LncRNA, mRNA and miRNA expression profile changes between malignant group and benign group in meningioma. (A, B, C) Hierarchical clustering of all samples revealed the nonrandom partitioning of samples into two major group: one group containing ten malignant progression penetration samples and another group containing ten benign progression samples. Each column represents one sample and each row represents one lncRNA, mRNA and miRNA set. “ComplexHeatmap” R package (version 3.15) was used to graph the result.

Figure 3

Functional pathway enrichment of malignant progression-related mRNAs in meningioma (A, B, C) Biological process, cellular component, and molecular function pathway enrichment (GO); (D) Kyoto Encyclopedia of Genes and Genomes pathway enrichment; (E, F) GSEA pathway enrichment of cancer markers and immunologic markers.

Figure 4

Identification and validation of nine MPRGs-based prognostic factors. (A) Forest plot of the impact of MPRGs-based prognostic factors on overall survival (OS); (B) Kaplan–Meier OS curve of high- and low-risk groups based on the risk score in the group; (C) Time-dependent ROC curves in our cohort; (D, E) The expression profile of seven MPRGs-based mRNAs between invasion group samples and no invasion group or among WHO grades samples in 157 meningioma tumors from the GEO136661 dataset. (F) Expression level of the nine MPRGs-based prognostic factors between malignant group samples and benign group samples were analyzed using qRT-PCR, U6 and GAPDH was set as internal control.
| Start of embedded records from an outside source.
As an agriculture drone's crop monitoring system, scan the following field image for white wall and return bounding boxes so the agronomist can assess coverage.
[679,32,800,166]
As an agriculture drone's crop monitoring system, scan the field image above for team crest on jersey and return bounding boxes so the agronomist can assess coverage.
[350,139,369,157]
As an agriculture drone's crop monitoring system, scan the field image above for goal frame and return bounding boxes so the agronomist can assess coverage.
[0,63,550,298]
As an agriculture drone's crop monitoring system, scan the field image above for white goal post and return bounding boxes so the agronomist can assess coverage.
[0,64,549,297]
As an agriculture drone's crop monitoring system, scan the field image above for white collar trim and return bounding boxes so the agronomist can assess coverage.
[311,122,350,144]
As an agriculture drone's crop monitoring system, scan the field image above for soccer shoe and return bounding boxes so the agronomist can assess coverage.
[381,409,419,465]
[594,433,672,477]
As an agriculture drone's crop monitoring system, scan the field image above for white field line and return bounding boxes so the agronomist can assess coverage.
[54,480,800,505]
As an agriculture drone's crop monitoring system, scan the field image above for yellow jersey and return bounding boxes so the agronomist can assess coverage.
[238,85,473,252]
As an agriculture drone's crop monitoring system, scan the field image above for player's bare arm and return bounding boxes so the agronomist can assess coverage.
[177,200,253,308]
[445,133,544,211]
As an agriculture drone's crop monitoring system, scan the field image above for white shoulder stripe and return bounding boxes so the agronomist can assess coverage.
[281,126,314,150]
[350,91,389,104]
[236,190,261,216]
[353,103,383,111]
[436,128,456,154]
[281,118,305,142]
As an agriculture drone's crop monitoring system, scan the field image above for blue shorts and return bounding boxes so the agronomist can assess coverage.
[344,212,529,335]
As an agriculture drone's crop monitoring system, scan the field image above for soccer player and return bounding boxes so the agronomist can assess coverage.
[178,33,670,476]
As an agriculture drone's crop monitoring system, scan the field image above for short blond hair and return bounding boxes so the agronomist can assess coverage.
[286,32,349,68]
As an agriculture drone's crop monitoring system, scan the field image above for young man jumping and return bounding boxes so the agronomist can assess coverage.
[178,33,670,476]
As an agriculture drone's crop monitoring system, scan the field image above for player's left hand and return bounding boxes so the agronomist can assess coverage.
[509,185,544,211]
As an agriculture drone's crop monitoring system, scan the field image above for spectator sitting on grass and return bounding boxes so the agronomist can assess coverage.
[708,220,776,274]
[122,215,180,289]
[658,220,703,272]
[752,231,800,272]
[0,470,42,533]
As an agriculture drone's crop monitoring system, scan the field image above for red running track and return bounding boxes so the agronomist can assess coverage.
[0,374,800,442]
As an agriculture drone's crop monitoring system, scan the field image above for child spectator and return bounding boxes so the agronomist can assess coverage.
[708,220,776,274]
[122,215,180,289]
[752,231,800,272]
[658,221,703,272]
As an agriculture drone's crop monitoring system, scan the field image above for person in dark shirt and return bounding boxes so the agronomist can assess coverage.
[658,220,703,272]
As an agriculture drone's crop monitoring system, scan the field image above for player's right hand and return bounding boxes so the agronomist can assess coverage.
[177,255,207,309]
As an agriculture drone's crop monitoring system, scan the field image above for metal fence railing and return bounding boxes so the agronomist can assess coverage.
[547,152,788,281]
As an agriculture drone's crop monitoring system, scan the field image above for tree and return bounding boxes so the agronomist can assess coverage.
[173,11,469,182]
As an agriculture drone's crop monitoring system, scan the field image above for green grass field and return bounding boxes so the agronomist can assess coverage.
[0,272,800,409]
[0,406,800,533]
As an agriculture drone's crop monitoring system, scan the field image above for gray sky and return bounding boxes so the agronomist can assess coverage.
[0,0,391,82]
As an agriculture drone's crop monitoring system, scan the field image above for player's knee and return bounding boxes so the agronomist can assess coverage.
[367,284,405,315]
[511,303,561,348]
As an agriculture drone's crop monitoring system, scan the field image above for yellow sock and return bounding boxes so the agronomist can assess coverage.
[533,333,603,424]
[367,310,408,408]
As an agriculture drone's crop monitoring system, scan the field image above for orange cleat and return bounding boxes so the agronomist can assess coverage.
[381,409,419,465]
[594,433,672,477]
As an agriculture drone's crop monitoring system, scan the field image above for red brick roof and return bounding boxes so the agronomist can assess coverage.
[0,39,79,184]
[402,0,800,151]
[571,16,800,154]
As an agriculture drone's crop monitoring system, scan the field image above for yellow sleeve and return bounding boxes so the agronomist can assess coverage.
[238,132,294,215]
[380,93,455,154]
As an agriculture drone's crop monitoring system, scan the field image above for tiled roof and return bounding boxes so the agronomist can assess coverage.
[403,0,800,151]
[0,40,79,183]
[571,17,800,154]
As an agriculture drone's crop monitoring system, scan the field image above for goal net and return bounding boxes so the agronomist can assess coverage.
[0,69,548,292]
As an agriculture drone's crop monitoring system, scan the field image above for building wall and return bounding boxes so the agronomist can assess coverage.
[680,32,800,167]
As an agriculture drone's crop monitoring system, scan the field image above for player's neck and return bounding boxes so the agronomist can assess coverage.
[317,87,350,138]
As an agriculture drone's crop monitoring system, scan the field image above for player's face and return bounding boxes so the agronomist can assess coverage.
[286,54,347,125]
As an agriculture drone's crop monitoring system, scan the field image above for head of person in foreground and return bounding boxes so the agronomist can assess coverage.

Error bars represent the standard errors of independent samples. *P < 0.05, **P < 0.01, ***P < 0.001.

Figure 5

Doxorubicin inhibits proliferation, migration and invasion of meningioma. (A) Correlation of compound with differently expressed mRNA: Heatmap showing compounds (top) from the CMap shares mechanisms of action and the mechanisms of action was sorted by descending number of compounds (right); “ComplexHeatmap” R package (version 3.15) was used to graph the result. (B) The molecular structure of Doxorubicin; (C) The dose-curve of Doxorubicin in IOMM-Lee cell line; (D) CCK-8 assay of the cell proliferation ability in IOMM-Lee cells upon Doxorubicin or DMSO treatment; (E) EdU assay of the cell proliferation ability in IOMM-Lee cells upon Doxorubicin or DMSO treatment. Scale bar: 125 μm; (F) Statistical analysis of the EdU-positive cell ratio; (G) Wound healing assay showed delayed closure of the wound gap upon Doxorubicin treatment. (H) Statistical analysis of the cell migration in the scratch wound healing assays. (I) Transwell invasion and migration assay of IOMM-Lee cells upon Doxorubicin or DMSO treatment. (J) Statistical analysis of the cell numbers passing through the transwell chamber. All data were the means ± SD. Results triplicate and repeated at least three times. Results are expressed as mean ± SEM. *P < 0.05, **P < 0.01, ***P < 0.001.